Я взглянул на Эльзу – оголенной шеи она не прикрыла; мне показалось, что полная, нежной белизны шея открылась больше, смелей. Эльза смирно сидела рядом с отцом, не подымая дремучих глаз, упрямо вязала чулок из грубой разноцветной шерсти. Отец сказал Луции:
– Попону сушить, книги принести. Кухня не есть место для книг!
Янис почтительно, бережно листал важные книги: два тома трагедий Шекспира и физиологию животных; много рисунков. Эльза смотрела через плечо отца – от горячего любопытства ее лицо розовело. Выглянув в дверь, вытянувшись, привстав на цыпочки, Луция опасливо, настойчиво поманила меня; шепот: «Помогите мне разрезать…»
– Гость должен отдыхать! – сказал Янис и ушел в кухню.
Ужин был плотный, медленный: жирная свинина с картофелем, печенка с луковой подливкой, пирог со сладкой тыквой. После ужина мы с Янисом выпили по кружке ячменного пива, поговорили о революции, о Колчаке, о земле, о советских экономиях (слово «совхоз» – советское хозяйство – возникло позже), о сельскохозяйственных машинах, племенном деле – и вновь о революции.
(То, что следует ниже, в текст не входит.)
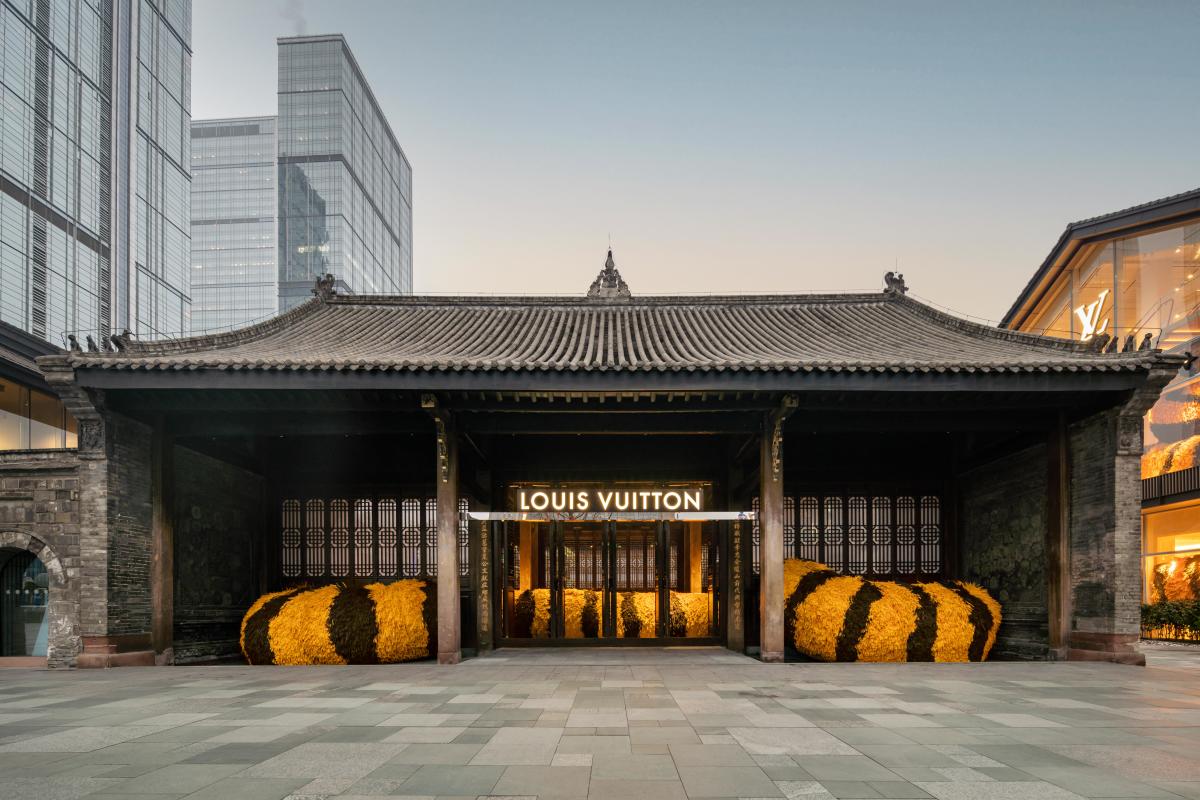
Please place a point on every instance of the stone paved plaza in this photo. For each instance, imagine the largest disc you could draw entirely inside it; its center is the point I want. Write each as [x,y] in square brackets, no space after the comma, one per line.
[606,725]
Когда Янис ушел спать, затих в смежной комнате, лица, тела, движения девушек изменились: Луция села рядом со мной, так близко, что я чуял запах ее волос, Эльза перестала вязать шерстяной чулок, облокотилась о стол, неподвижно смотрела на меня строгими глазами. За стеной голосила метель, сальник-ночник вздрагивал, косые тени голов и рук сливались в необычайные – грозные и смешные – облики, мне было тепло, девичья близкая стройность вдохновляла меня, и я врал не останавливаясь, воспаленный, счастливый.
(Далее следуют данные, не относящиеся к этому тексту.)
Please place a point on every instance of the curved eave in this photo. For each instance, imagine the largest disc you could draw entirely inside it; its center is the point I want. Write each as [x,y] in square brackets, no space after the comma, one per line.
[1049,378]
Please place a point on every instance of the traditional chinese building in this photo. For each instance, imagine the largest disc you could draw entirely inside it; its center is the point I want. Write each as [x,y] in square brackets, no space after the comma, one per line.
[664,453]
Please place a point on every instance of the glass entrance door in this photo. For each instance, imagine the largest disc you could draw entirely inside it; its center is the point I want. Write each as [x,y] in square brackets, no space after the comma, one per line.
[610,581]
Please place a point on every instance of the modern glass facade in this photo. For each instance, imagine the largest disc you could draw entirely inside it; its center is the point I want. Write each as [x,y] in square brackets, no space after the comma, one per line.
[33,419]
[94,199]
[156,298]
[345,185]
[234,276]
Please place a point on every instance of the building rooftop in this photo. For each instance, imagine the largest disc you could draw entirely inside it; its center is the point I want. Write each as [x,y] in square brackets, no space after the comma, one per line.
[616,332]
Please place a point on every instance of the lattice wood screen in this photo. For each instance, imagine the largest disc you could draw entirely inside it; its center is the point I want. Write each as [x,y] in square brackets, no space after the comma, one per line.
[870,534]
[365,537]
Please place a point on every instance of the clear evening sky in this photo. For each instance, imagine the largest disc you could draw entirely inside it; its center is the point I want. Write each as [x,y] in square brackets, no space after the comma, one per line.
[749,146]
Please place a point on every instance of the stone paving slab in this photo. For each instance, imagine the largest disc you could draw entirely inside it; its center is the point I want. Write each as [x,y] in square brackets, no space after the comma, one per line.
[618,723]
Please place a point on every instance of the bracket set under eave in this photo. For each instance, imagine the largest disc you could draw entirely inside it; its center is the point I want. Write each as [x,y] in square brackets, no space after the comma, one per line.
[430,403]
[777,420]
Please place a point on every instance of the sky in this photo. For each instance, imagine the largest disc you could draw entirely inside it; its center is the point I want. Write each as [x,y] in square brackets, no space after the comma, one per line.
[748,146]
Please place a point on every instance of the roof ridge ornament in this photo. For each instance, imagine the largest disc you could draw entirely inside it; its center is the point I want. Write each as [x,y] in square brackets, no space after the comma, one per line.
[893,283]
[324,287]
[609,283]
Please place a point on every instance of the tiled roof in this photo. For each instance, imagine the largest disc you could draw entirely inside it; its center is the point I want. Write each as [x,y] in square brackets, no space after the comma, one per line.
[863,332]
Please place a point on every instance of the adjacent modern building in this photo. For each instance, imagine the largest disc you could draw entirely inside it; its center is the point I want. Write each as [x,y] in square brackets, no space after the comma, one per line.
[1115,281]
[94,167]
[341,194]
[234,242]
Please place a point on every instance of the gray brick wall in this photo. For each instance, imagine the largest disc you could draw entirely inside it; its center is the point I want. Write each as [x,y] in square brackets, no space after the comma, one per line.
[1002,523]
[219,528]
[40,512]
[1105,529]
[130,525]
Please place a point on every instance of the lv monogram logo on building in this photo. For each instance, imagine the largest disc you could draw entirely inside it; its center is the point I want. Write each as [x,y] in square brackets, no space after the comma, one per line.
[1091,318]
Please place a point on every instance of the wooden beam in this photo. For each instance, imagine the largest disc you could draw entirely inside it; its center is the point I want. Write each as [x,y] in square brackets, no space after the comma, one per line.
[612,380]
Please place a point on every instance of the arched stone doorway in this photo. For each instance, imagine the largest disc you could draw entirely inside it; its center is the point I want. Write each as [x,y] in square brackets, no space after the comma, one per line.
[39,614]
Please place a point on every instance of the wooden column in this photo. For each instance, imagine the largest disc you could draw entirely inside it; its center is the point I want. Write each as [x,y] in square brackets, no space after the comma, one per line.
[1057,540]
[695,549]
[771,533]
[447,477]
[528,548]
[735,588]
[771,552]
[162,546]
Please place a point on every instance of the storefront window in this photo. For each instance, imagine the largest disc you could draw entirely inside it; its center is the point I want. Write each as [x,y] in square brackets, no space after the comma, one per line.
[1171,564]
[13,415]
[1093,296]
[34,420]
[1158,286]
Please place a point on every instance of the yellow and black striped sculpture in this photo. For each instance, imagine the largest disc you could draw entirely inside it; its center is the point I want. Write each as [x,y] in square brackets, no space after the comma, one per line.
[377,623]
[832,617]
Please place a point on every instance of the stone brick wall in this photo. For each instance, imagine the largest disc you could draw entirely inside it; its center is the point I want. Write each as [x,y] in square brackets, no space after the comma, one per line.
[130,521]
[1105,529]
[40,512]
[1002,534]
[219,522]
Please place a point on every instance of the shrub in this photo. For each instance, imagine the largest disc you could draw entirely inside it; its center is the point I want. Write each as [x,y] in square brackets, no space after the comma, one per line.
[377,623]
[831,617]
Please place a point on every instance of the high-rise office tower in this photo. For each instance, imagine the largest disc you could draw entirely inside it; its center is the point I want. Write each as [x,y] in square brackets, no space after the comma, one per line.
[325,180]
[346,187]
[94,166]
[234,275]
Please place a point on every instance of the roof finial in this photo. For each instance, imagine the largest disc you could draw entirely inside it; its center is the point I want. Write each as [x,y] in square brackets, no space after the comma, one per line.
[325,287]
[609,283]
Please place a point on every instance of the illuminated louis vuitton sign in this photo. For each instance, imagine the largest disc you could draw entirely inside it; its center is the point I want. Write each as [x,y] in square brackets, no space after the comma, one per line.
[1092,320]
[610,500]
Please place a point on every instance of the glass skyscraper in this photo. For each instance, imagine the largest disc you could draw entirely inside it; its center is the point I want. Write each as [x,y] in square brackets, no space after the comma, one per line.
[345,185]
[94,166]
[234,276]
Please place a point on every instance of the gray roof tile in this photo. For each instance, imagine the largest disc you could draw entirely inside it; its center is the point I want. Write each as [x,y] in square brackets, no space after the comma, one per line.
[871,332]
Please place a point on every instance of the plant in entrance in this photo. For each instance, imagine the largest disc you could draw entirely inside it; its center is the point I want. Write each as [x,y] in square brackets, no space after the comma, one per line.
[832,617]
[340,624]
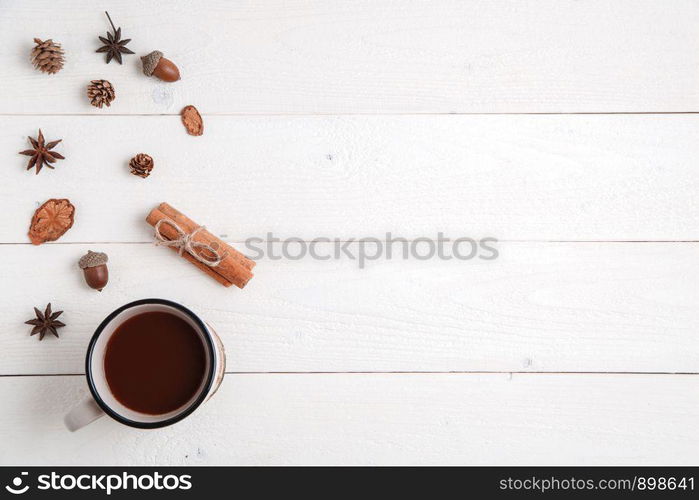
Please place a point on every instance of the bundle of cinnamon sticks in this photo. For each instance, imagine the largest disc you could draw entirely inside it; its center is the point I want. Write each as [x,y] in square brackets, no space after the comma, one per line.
[233,269]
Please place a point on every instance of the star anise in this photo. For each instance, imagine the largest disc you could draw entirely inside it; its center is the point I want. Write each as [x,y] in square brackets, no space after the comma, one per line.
[42,154]
[45,322]
[113,44]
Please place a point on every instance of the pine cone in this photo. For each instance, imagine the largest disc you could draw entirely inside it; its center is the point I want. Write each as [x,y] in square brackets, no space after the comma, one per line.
[47,56]
[100,93]
[141,165]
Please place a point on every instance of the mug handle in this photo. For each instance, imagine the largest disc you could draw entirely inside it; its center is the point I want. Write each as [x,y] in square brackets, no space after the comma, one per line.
[85,412]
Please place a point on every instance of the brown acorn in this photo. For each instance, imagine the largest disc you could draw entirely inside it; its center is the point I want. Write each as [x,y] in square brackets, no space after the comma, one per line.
[94,266]
[154,64]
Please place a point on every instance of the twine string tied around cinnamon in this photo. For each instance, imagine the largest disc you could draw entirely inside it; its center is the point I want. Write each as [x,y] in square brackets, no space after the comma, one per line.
[185,243]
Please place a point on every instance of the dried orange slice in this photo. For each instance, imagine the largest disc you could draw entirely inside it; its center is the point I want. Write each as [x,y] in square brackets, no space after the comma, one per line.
[51,220]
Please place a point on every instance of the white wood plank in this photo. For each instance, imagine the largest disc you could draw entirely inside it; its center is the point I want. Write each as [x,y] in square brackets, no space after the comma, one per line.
[511,177]
[375,419]
[539,307]
[363,56]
– «Весь мир играет комедию», – негромко, уверенно рассказывал я. – Весь мир принадлежал Вильяму Шекспиру, он собирал дань всех времен и народов; когда писал свои комедии и трагедии, ничто не могло его остановить; как ураган, он топил корабли, якшался с пиратами и могильщиками, отравлял и влюблялся, устраивал смертные поединки и битвы рыцарей, – и небо тряслось от грохота и воплей, девушки сходили с ума, покойники высовывались из земли, шатались призраки, ведьмы гадили на каждом шагу, короли одиноко зябли в ночной степи, весь мир рыдал навзрыд и пьяно смеялся; в тюремных замках, в мокрых подвалах, неслышно резали королевских детей и нежных, властолюбивых женщин, слышен был хохот сквозь пытку, и были поразительные люди – плут, поэт и палач в одном красивом лице, и всюду любовь! Вот как писал Вильям Шекспир, он никого не боялся, могильщиков делал мудрецами, королей – прохвостами, и его девушки умели так любить, что все зрители содрогались от зависти.